Bitcoin (BTC) maintained its position as traders approached the close of the week, with the cryptocurrency lingering just below the critical $116,000 mark. Market analysts shifted their focus to key support and resistance levels that could dictate BTC’s movement in the days ahead.
As reported by data from Cointelegraph Markets Pro and TradingView, BTC/USD showed signs of being wedged between significant price thresholds, specifically at support of $114,000 and resistance at $117,200. Popular trader and analyst Rekt Capital highlighted that the ongoing retest at $114,000 has been successful, but the level at $117,200 looms as a formidable barrier. This creates a range-bound market scenario, prompting questions about the durability of the resistance at $117,200.
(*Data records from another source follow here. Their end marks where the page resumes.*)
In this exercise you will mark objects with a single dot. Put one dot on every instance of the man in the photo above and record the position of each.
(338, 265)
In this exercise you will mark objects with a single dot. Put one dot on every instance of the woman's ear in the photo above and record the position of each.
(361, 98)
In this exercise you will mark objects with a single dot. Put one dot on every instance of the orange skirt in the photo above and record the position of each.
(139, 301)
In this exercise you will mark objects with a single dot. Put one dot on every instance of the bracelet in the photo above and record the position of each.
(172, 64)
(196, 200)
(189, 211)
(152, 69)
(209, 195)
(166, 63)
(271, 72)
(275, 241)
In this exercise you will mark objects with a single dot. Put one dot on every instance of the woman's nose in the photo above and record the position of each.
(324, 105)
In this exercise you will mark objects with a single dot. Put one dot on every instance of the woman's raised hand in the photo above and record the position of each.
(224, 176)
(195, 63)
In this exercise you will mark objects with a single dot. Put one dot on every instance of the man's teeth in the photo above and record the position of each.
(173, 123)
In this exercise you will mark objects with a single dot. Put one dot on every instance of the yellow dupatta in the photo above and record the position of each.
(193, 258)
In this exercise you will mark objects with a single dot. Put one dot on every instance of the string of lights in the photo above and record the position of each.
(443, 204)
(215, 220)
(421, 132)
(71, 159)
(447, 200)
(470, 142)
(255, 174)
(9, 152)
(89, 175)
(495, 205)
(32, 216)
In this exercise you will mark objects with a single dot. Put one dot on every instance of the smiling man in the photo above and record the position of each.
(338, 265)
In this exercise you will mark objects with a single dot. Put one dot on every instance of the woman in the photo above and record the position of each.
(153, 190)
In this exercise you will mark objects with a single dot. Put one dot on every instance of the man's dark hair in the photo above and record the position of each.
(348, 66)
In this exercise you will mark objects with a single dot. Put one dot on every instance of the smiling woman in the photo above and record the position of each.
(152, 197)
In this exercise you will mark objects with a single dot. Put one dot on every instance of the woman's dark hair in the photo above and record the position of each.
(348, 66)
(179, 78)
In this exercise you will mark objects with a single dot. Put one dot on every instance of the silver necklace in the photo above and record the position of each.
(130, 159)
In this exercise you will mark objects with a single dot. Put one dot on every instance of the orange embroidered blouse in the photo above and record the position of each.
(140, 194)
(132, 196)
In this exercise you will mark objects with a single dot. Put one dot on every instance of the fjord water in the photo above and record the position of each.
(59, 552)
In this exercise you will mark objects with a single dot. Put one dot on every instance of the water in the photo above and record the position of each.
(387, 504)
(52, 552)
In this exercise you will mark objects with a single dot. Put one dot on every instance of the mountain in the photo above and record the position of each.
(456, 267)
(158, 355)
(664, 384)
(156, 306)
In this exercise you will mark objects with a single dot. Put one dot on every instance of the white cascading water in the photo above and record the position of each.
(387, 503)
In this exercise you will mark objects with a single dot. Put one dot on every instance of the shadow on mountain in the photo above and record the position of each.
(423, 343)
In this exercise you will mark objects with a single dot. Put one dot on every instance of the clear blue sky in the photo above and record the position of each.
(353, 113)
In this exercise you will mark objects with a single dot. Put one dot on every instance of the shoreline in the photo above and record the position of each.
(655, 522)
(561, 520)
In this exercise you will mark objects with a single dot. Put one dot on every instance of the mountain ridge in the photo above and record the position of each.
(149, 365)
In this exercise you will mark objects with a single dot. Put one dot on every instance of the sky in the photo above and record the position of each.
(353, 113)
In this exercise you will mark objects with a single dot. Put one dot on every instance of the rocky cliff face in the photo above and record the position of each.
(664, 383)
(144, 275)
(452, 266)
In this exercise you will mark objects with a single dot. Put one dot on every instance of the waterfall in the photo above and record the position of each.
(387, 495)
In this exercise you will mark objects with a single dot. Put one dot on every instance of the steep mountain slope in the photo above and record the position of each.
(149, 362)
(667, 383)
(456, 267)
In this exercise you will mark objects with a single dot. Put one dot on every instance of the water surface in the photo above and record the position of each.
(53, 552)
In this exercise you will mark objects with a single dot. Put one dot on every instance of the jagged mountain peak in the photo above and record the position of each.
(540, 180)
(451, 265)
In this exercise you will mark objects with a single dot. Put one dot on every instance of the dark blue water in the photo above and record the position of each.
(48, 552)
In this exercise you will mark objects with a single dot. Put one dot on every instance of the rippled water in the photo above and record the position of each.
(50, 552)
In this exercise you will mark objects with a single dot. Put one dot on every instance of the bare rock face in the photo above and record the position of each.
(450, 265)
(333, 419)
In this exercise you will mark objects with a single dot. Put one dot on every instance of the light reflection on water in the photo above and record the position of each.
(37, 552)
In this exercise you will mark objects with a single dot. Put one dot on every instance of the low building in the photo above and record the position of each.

Fellow trader Daan Crypto Trades offered insights into the current market dynamics, noting that little volatility has been observed over the past few weekends, emphasizing that this was the fourth consecutive weekend without significant market shifts. He pointed out critical short-term levels to monitor—$112,000 and $118,000—as indicators that could influence the market’s direction.
Adding to this, crypto investor Ted Pillows remarked on BTC’s continued consolidation around the $116,000 level. He suggested that a push above the $117,000 region could lead to a rally; conversely, failing to achieve that milestone might initiate a decline before potentially rallying in the fourth quarter.
As traders brace for the upcoming week, macroeconomic factors are expected to introduce volatility. On September 26, the U.S. Federal Reserve is scheduled to release its favored inflation measure, the Personal Consumption Expenditures (PCE) index. This announcement, coupled with remarks from various Fed officials—including Chair Jerome Powell—who recently approved the first interest-rate cut of 2025, is anticipated to generate market fluctuations.
Trading resource The Kobeissi Letter emphasized the importance of this week, indicating that key market players will be seeking insights into future Federal Reserve policies in light of the forthcoming macro data. With another interest-rate decision slated for October 29, expectations are rising for an additional 0.25% cut based on data from CME Group’s FedWatch Tool.
As traders navigate these developments, the Bitcoin market remains on edge, with critical price levels poised to guide the next movements in this volatile environment.